As a complement to our analysis of human variation, we focus on understanding natural genome variation between humans and other primates. We compare the pattern of human segmental duplication to other primate species (chimpanzee, gorilla, orangutan, macaque, marmoset and lemur).  Each of these species represents a distinct phylogenetic branchpoint from the human lineage and, as such, provides us with temporal snapshots of genome mutation (Fig. 2). Cognizant of the limitations of assembled genome sequence, we employ the tools we have developed during the analysis of the human genome to systematically characterize lineage-specific and shared duplications.  In addition to genome-wide analyses, targeted high quality sequencing of large insert clones will provide long-range continuity to model evolutionary processes within these regions.  There are three objectives:

  • We reconstruct the evolutionary history of every recent (<40 million years) segmental duplication within the human genome.  We are developing methods to unambiguously identify ancestral states based on outgroup genomic data and to extract historical associations by application of A-Bruijn graph theory which promises to deconvolute the subrepeat structure of mosaic duplications. Using comparative sequence from these regions, we are also currently modeling the frequency of gene conversion and its impact on the structure of these regions. Such a comprehensive duplication analysis is unprecedented and will provide us with fundamental insight into rates of fixation, gene conversion and episodes of duplication expansion. 
  • Our second objective is to understand the underlying mechanism of segmental duplications. We have recently developed a donor-acceptor model for human duplications which indicates that Alu repeats are key elements for the mobilization of duplications, while low-complexity (GC and AT rich) sequences may account for the preferential integration of these elements into specific chromosomal regions.  We propose to directly test this model by identifying and characterizing lineage-specific duplications that have inserted into new locations within human, chimpanzees and gorillas genomes.  Studying the phylogenetic relationship of such sequences to their antecedents will provide fundamental insight into putative donor and acceptor sequences at the sites of transposition and integration, respectively. To date, we have cloned and mapped 29 of these new insertion sites within gorilla, chimpanzee and orangutan.  Large-scale sequence analysis of seven integration sites suggest coordinated deletions of repeat-rich insertion site (5-16 kb) during the segmental duplication process.

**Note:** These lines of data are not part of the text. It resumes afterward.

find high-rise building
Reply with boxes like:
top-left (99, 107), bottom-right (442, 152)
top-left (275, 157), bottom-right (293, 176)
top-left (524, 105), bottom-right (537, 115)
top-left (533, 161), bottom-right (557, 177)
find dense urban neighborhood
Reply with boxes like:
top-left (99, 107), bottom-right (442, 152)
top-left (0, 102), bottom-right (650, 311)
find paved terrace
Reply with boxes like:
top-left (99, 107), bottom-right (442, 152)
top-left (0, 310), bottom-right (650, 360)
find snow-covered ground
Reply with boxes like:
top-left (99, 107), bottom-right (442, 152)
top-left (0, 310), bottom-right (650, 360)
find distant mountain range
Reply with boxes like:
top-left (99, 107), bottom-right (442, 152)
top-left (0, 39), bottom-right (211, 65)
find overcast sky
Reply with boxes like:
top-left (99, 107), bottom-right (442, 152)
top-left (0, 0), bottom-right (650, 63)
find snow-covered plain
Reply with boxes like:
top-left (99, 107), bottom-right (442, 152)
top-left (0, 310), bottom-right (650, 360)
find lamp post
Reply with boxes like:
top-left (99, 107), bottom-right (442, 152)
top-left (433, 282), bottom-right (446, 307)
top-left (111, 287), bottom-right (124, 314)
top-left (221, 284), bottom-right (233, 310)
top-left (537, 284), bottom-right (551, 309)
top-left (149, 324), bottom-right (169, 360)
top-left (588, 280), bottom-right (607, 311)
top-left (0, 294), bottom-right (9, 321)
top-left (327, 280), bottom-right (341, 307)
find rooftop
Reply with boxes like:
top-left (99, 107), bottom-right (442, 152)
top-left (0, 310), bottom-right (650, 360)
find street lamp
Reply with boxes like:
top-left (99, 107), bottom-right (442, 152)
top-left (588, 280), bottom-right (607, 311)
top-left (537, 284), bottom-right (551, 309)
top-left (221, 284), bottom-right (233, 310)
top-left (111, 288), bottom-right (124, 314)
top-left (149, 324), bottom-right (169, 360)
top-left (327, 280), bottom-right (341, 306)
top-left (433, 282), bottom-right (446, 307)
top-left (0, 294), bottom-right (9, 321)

Ultimately, these data will serve as the basis for future experimental modeling of this process.
  • Our third objective is to understand the molecular basis of evolutionary chromosomal rearrangements.  Among mammals there is strong correlation between breakpoints in conserved synteny and segmental duplication.  It is unknown, however, whether segmental duplications are the cause or consequence of the rearrangement process.  We propose to assess the impact of segmental duplications and chromosomal speciation breakpoints by analyzing two primate taxa, gibbon and squirrel monkey, which show accelerated rates of karyotype evolution when compared to other primate and most mammals.  Our approach will be to randomly generate paired-end sequence from large-insert BAC libraries from each species and optimally align these sequences to the human reference genome.  BAC-end sequences that show discordancy from a collinear order from human will be selected for experimental validation by FISH.  Large-insert clones that span breakpoints (translocation, inversion or fusion) will be sequenced effectively allowing us to traverse the site of rearrangement.  The high degree of sequence identity (>90%) with human DNA should allow breakpoint positions to be refined to the level of the basepair, which is currently impossible with other mammalian sequencing projects.  Based on our preliminary analysis of chimpanzee, we predict that >50% of all breakpoints will associate with segmental duplication. Comparative analyses will be used to determine the timing of the duplication in relation to the rearrangement.  We propose that bursts of segmental duplication precipitated lineage-specific accelerations in large-scale chromosomal rearrangement within gibbon and the squirrel monkey lineages. 
Figure 2



Figure 2: Human vs. Baboon Duplication Architecture.  The organization of five LCR16 (low copy repeats on chromosome 16) segmental duplications is compared between human and baboon.  In humans, the duplications range in size from 19-75 kb, are 97-99.5% identical and are distributed in different permutations to 27 different map positions shown along the ideogram.  In baboons (and other Old World monkeys), the corresponding segments are not duplicated and map to a single locus.  The data suggest a dramatic expansion of segmental duplications during hominoid evolution on this chromosome. Note: The LCR16a duplication (red) contains a novel gene family (morpheus) that shows positive selection only in humans and the great-apes.